Not the most community collaborative to say the least, its very lucrative for them
[Edit: Typo]
You hang out in the muck, folks are going to assume you have some on you.
I'm not saying they do necessarily, just that that's where the assumption more than likely comes from.
Liquidations absolutely have implicit fees, as you don't have control over execution. There's a reason why every major exchange OWNS a market making unit...and it's for liquidations.
Your smug attitude in every thread towards everyone is really tiresome. I feel sorry for someone who has drank so much koolaid.
"We're reallocating surplus speculator dollars towards AI safety?"
Probably helps that many token founders don't seem too virtuous when many are just looking to make a quick buck through copycat apps.

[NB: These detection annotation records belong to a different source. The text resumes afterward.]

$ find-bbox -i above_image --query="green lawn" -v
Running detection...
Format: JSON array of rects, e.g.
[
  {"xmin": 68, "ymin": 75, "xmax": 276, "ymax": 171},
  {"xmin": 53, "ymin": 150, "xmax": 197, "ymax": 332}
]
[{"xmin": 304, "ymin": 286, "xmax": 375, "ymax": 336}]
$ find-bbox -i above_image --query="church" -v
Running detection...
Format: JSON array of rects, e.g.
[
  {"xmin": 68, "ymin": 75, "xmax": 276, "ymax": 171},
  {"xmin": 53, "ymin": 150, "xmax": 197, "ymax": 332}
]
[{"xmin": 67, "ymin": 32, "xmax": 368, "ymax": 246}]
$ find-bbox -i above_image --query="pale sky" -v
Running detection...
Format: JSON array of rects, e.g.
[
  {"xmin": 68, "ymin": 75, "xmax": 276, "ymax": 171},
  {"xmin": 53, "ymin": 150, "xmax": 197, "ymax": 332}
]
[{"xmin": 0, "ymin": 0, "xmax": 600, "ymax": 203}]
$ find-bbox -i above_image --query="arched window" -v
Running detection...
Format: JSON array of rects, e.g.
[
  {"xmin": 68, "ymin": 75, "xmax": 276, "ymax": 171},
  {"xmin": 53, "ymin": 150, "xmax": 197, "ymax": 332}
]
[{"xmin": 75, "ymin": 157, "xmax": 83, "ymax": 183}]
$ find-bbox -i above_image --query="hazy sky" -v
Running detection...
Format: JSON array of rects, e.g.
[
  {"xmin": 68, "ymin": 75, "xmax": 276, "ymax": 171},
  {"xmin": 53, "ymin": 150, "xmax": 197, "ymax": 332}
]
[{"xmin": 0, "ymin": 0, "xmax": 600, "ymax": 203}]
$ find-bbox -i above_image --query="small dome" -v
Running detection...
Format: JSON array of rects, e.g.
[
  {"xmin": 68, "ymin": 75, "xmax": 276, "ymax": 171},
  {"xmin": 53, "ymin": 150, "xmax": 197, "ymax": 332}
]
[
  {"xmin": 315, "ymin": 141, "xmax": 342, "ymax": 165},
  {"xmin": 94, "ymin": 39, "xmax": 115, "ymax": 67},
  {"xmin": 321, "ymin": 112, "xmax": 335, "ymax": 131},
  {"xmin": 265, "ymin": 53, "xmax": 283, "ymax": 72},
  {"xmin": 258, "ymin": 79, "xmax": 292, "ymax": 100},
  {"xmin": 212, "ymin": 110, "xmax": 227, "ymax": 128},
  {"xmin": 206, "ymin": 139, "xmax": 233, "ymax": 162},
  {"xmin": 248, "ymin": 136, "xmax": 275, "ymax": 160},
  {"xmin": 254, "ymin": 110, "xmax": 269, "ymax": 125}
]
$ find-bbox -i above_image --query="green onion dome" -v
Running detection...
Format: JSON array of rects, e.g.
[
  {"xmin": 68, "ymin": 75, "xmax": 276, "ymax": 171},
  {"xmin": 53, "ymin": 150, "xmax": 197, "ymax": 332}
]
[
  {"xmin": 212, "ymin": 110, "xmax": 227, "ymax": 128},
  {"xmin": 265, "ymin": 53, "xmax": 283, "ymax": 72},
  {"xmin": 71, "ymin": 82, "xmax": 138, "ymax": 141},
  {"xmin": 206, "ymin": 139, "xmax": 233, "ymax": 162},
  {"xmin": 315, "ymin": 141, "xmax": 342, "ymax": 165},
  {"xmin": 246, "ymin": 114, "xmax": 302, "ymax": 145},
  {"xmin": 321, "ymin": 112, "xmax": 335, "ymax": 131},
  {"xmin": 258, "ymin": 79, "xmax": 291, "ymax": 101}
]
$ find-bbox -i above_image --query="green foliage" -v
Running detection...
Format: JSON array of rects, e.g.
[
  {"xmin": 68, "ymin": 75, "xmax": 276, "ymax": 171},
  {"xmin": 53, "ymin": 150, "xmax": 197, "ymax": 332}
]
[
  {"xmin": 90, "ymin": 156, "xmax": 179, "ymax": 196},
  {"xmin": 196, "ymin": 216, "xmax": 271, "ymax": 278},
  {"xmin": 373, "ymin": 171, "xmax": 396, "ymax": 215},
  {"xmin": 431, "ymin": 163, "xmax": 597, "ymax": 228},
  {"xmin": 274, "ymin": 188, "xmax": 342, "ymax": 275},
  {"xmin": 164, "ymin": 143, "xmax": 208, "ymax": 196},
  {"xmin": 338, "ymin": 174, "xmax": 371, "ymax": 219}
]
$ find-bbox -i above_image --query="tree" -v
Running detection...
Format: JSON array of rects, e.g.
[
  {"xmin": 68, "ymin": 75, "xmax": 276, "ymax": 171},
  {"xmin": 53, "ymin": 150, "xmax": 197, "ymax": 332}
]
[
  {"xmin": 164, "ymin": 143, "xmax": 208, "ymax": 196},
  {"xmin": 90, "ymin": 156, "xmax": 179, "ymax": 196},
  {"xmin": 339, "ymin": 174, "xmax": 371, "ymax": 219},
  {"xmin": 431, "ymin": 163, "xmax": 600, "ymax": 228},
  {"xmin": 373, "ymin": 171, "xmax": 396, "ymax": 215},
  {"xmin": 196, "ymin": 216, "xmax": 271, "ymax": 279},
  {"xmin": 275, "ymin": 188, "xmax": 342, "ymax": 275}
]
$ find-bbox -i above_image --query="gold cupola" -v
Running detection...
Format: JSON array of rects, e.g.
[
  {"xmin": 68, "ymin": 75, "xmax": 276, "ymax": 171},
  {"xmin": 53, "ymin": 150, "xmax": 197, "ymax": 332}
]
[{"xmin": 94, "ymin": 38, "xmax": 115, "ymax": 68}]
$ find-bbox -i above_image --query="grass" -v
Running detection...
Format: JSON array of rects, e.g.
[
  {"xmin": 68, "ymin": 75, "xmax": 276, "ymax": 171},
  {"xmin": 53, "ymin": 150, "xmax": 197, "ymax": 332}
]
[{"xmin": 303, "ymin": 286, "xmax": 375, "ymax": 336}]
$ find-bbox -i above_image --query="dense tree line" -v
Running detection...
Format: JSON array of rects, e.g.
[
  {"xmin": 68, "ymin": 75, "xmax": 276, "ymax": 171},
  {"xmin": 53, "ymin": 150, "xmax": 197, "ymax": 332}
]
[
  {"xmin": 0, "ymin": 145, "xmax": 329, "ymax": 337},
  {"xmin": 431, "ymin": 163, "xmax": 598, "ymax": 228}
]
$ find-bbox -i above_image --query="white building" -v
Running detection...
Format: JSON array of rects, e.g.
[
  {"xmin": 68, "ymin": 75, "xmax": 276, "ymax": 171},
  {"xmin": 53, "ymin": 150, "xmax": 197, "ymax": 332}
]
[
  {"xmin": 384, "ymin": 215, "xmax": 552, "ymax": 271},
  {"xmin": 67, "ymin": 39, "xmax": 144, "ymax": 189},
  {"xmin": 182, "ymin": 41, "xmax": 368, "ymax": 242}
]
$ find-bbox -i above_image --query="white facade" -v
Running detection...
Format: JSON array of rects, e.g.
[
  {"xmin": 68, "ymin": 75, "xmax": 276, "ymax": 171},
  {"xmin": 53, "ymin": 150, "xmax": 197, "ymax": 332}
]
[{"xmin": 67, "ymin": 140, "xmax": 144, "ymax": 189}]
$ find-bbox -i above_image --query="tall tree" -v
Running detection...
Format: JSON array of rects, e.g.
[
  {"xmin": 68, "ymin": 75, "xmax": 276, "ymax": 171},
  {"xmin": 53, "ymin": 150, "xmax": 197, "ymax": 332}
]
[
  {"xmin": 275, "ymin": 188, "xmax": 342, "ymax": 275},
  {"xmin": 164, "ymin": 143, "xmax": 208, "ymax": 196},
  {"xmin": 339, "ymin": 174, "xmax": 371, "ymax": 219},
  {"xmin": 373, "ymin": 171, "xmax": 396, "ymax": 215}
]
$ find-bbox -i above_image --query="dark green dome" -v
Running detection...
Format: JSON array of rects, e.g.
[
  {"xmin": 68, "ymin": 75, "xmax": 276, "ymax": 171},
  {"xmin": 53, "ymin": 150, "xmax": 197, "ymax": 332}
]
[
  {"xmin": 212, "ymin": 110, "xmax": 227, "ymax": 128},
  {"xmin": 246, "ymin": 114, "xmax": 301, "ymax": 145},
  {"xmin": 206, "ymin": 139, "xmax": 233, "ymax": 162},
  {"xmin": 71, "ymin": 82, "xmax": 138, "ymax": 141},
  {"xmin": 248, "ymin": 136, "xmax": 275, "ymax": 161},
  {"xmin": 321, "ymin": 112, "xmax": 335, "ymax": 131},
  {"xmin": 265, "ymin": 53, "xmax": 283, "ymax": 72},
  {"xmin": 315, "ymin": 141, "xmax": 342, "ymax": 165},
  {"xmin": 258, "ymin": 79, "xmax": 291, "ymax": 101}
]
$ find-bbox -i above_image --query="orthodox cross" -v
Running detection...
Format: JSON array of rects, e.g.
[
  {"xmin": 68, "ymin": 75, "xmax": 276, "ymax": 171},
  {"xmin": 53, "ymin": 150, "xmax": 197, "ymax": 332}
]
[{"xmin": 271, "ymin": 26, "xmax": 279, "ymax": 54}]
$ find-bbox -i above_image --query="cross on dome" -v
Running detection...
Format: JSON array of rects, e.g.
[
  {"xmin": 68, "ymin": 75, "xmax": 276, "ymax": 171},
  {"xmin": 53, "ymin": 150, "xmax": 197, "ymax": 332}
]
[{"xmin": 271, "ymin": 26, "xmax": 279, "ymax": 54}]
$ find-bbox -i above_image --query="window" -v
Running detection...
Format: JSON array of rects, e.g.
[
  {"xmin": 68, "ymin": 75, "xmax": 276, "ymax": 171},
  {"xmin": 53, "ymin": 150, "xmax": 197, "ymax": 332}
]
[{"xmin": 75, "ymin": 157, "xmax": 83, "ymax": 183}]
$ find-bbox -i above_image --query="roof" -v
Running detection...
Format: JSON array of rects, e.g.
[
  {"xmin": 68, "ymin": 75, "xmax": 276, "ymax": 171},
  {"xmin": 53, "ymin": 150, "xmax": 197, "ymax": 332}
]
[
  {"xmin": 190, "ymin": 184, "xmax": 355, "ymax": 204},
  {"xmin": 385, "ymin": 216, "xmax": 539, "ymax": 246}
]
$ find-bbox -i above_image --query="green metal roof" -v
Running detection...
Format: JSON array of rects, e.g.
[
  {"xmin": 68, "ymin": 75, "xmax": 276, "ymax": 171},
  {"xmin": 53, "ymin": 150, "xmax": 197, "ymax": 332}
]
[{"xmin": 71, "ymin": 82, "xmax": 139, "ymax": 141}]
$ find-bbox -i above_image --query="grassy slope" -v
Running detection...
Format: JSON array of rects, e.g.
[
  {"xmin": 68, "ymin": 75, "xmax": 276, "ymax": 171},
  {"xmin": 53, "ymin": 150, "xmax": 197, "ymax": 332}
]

But sounds like some earnest people are getting burned, too.
This perception is exacerbated because this kind of stuff has been happening behind the scenes for half a decade
Many founders do want to collaborate with their community, a community that expects and begs for exchange listings, which the founders cant talk about in advance and the exchanges know that and basically extort them and dump on the community, making the founder look bad and radioactive from then on.
Many/most want their project to organically grow and get help from large whales along the way, but it's more likely that tokens which have high value and many coveted exchange listings have nothing organic about them at all and cannot be emulated. Any founder trying to emulate it get into these token crashing toxic arrangements leaving many community bagholders.
It is nearly impossible to tell the difference between founders, the best thing that has occurred is that nobody needs these exchanges anymore. liquidity went onchain.